Raghubar Dayal, J.
1. This is a revision against the judgment of the Small Cause Court Judge, dismissing the plaintiff's suit for the recovery of Rs. 300 paid by him to the defendant and for which the defendant had executed a promissory note and a receipt. The suit was dismissed on the finding that the promissory note was improperly stamped and that oral evidence to prove the loan transaction was inadmissible in view of the fact that the promissory note contained all the terms of the contract.
2. The material portion of the promissory note in suit is in these terms :
'I have at this time borrowed Rs. 300 half of which Rs. 150 in cash according to my needs from you, I shall pay this amount of yours with interest at eight annas per cent. per mensem on demand and have, therefore, written these few sentences by way of a stamped promissory note so that they be of use in time of need.'
These expressions to nay mind are exactly those which were the subject matter of discussion in the case reported in Ram Nath v. Bhagwati Prasad, 1945 ALL. L.J. 483. It was decided in that case that these expressions included all the substantial terms of the contract of loan and that, therefore, no oral evidence to prove the loan transaction was admissible. The learned Judge of the Court of Small Causes has relied on this judgment and I think correctly.

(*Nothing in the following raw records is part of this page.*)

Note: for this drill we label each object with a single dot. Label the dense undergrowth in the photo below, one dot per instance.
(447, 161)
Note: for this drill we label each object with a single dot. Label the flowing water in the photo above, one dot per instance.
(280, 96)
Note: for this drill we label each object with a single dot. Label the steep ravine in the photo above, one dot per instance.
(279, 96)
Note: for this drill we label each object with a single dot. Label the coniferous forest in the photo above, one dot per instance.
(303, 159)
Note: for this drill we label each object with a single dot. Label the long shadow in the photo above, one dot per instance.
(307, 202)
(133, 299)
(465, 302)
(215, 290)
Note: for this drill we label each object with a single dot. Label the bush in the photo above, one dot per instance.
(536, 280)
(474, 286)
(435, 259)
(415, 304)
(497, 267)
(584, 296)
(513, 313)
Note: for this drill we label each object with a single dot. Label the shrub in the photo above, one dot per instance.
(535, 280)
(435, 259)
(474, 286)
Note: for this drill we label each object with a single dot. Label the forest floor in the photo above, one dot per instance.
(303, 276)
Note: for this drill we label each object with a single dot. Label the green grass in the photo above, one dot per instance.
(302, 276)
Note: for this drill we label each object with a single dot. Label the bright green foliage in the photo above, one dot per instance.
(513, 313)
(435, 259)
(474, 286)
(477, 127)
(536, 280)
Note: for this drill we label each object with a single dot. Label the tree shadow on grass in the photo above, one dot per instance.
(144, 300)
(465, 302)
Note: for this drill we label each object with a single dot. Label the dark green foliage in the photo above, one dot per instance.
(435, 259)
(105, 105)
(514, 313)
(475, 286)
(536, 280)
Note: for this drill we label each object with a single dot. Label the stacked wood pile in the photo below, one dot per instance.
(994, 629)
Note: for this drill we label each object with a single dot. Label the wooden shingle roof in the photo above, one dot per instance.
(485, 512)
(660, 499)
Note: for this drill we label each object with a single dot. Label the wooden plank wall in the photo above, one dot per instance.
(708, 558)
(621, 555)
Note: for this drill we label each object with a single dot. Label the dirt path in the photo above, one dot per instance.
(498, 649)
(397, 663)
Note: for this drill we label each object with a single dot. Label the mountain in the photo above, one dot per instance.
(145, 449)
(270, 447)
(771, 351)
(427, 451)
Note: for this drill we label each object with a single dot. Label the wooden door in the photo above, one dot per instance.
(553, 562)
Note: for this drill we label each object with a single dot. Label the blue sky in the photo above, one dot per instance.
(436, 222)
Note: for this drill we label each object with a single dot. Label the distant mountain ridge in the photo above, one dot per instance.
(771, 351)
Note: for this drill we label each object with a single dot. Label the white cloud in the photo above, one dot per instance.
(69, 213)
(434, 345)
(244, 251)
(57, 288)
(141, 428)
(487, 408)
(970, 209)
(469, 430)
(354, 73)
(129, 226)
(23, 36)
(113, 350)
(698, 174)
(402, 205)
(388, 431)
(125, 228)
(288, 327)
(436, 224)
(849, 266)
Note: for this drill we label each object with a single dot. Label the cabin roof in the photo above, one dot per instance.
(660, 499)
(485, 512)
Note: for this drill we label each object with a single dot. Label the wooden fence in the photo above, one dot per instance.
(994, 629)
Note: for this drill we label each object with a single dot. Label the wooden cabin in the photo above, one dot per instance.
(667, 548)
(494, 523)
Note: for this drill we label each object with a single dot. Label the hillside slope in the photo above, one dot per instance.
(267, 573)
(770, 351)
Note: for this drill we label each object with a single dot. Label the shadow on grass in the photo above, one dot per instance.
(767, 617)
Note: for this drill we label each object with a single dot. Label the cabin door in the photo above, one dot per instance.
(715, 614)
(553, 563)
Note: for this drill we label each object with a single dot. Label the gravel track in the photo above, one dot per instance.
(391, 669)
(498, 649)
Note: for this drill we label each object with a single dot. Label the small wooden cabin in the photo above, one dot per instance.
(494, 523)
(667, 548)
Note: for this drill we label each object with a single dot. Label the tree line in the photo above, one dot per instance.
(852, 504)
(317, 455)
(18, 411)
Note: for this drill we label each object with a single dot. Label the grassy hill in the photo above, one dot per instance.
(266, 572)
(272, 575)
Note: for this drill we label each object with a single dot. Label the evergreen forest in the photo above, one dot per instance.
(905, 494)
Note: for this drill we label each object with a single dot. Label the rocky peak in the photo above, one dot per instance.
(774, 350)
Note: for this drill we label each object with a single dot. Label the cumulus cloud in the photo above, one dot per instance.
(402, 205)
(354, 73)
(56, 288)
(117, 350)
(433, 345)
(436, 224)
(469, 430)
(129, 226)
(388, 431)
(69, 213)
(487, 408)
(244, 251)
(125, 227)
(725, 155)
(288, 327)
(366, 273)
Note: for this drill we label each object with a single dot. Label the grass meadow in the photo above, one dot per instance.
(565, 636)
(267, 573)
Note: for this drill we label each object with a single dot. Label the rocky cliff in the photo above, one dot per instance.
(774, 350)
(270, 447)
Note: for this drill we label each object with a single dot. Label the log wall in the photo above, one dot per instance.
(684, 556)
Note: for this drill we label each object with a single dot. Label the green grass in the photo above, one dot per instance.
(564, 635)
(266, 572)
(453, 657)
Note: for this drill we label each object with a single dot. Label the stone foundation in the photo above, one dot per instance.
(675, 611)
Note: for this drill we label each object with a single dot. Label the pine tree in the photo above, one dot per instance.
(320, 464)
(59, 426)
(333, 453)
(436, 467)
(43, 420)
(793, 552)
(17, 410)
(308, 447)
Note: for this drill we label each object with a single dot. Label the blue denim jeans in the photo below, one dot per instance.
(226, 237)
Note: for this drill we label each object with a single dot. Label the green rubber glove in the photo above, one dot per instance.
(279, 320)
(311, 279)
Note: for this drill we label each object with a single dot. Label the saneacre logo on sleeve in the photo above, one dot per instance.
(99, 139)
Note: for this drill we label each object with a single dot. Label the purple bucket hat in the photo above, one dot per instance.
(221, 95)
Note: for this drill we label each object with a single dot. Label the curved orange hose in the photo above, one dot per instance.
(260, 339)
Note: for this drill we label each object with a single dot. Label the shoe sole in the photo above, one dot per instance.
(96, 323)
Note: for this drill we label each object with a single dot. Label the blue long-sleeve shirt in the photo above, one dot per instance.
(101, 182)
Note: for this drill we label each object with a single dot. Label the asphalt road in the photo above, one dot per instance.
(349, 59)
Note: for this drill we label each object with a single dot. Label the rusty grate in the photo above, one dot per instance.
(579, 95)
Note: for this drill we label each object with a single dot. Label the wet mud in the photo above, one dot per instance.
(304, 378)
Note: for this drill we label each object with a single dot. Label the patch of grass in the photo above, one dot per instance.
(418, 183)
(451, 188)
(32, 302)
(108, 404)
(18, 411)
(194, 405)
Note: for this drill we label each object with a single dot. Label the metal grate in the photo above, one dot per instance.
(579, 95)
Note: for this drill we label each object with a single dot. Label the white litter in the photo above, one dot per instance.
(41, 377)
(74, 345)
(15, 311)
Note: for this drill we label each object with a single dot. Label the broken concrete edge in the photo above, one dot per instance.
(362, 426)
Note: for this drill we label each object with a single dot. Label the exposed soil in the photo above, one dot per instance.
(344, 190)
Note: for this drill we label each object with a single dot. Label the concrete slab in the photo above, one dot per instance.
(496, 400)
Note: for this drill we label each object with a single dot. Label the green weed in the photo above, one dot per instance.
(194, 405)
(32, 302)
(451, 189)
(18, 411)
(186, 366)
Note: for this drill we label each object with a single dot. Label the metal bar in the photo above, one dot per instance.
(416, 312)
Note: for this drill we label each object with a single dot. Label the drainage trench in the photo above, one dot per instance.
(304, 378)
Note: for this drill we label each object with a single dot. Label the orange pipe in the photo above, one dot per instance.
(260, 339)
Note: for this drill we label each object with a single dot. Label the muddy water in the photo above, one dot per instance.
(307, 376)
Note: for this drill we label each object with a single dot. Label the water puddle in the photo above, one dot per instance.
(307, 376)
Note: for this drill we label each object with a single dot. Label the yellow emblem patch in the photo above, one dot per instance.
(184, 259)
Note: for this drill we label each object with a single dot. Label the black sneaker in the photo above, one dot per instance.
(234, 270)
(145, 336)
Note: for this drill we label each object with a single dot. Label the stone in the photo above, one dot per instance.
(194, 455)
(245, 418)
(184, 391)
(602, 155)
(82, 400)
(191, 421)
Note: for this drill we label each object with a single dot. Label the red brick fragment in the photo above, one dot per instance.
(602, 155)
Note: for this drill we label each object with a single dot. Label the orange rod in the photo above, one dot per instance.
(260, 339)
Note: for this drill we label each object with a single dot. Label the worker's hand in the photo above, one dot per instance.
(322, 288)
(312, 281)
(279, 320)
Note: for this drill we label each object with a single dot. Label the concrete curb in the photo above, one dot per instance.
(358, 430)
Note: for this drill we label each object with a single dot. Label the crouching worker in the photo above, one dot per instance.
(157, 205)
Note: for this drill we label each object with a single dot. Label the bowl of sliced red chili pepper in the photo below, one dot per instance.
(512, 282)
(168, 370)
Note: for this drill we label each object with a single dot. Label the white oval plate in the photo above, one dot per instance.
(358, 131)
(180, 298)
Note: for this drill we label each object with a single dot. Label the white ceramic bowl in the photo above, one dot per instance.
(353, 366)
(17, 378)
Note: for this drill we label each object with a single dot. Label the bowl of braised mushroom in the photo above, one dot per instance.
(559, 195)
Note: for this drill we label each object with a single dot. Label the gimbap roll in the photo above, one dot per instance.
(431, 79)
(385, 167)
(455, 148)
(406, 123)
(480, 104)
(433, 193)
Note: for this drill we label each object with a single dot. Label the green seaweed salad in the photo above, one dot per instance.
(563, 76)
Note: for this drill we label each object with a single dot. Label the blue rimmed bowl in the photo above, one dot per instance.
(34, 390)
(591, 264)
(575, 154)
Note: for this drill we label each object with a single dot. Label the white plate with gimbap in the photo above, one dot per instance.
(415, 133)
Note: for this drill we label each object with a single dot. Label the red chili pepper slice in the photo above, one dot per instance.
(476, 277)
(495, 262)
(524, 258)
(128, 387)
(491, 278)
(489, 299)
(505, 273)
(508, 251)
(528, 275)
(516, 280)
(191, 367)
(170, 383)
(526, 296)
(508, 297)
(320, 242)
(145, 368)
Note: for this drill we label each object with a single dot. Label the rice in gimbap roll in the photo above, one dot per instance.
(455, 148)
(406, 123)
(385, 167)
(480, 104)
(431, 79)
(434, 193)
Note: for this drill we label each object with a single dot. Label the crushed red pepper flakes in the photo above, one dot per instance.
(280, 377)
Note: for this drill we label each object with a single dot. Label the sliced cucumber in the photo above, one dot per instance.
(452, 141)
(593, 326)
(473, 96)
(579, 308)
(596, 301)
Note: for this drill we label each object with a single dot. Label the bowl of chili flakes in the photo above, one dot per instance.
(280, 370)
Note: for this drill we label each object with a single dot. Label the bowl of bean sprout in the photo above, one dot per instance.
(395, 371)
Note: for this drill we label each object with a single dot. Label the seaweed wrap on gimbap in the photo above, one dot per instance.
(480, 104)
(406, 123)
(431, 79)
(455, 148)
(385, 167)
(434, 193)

3. It has been urged before me that the learned judges did not fully consider the principles laid down in the Full Bench case, reported in Sheonath Prasad v. Sarjoo Nonia, 1943 ALL. L. J. 189 (F. B.) and that they did not take into consideration that the term of the contract with regard to the function of the promissory note as contemplated by Dar J. at p. 194 was not embodied in the promissory note they held to contain all the terms of the contract. The contention really is that the promissory note should state whether it was being given by the debtor to the creditor as an absolute payment or as a conditional payment or as a collateral security for the loan. It does not appear from the judgment of the other judges constituting that Full Bench that a contract of loan invariably has any such term and it is such term which is usually omitted from a promissory note and due to which omission their Lordships thought that a promissory note rarely, if ever, contained all the terms of the contract between the parties. It cannot, therefore, be said that the Judges in the 1945 case missed noticing an essential feature of the Full Bench decision in 1943.
4. Even if it be held that the Full Bench in 1943 held that contract of loan has one of its terms to this effect, I am of opinion that the expression in the promissory note in suit to the effect 'that, therefore, these few sentences by way of a stamped promissory note had been written so that they be of use in need, ' complies with that requirement, as these expressions indicate the purpose of the writing of the promissory note it being that it was to serve the purpose of a promissory note as a promise of the executant to pay when it be necessary to refer to it.
5. In view of the above I am of opinion that the order of the learned Judge of the Court of Small Causes is correct. I, accordingly, dismiss this revision with costs.